The resort now provides training, employment (more than 95 per cent of staff are Sumbanese), benefits and housing for many locals. Sustainability is essential. All waste is recycled, wildlife protected and the resort’s carbon footprint offset by planting teak trees. At the new biodiesel plant coconuts are transformed into fuel, nutrition bars for undernourished children, soap and coconut oil. There is also the Sumba Foundation, a charity set up by Graves and one of his earliest guests.
Visitors are always welcome to pitch in with their activities and after a morning swim I join a group of Californian volunteers at a nearby school. This is my first foray into volunteer holiday territory. Previously I had been suspicious that they soothe Western consciences rather than improve local conditions. But the Sumba Foundation runs excellent, effective projects, tackling malaria, building deep-water wells and funding schools.

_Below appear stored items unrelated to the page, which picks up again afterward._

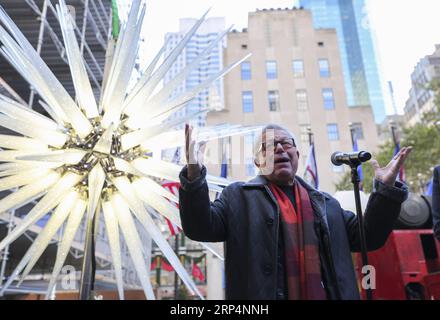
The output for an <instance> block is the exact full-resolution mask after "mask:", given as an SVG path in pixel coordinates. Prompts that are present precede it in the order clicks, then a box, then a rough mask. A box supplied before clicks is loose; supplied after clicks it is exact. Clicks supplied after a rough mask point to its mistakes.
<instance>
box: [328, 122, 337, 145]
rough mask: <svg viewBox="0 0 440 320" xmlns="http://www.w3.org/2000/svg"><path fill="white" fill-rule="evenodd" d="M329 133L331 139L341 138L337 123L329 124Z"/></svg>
mask: <svg viewBox="0 0 440 320" xmlns="http://www.w3.org/2000/svg"><path fill="white" fill-rule="evenodd" d="M327 135H328V139H329V140H330V141H337V140H339V130H338V125H337V124H336V123H330V124H327Z"/></svg>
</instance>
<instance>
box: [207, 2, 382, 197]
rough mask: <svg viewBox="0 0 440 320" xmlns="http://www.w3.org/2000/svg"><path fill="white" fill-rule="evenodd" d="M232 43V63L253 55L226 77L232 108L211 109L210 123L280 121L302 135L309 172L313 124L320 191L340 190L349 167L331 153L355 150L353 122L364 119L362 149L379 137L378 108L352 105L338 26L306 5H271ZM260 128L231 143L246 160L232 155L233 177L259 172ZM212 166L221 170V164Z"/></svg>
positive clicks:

Good deed done, it’s a little easier to return to the luxury of Nihiwatu. I walk along the beach as others relax by the ocean or paint murals for the school. And with crashing waves, a gorgeous spa and comfy hammocks it’s easy to stay exactly where you are.
Guests don’t have to get involved in village visits or volunteer activities. But Graves says that most do; and that it’s this blend of luxury and purpose that brings more than 70 per cent of guests back.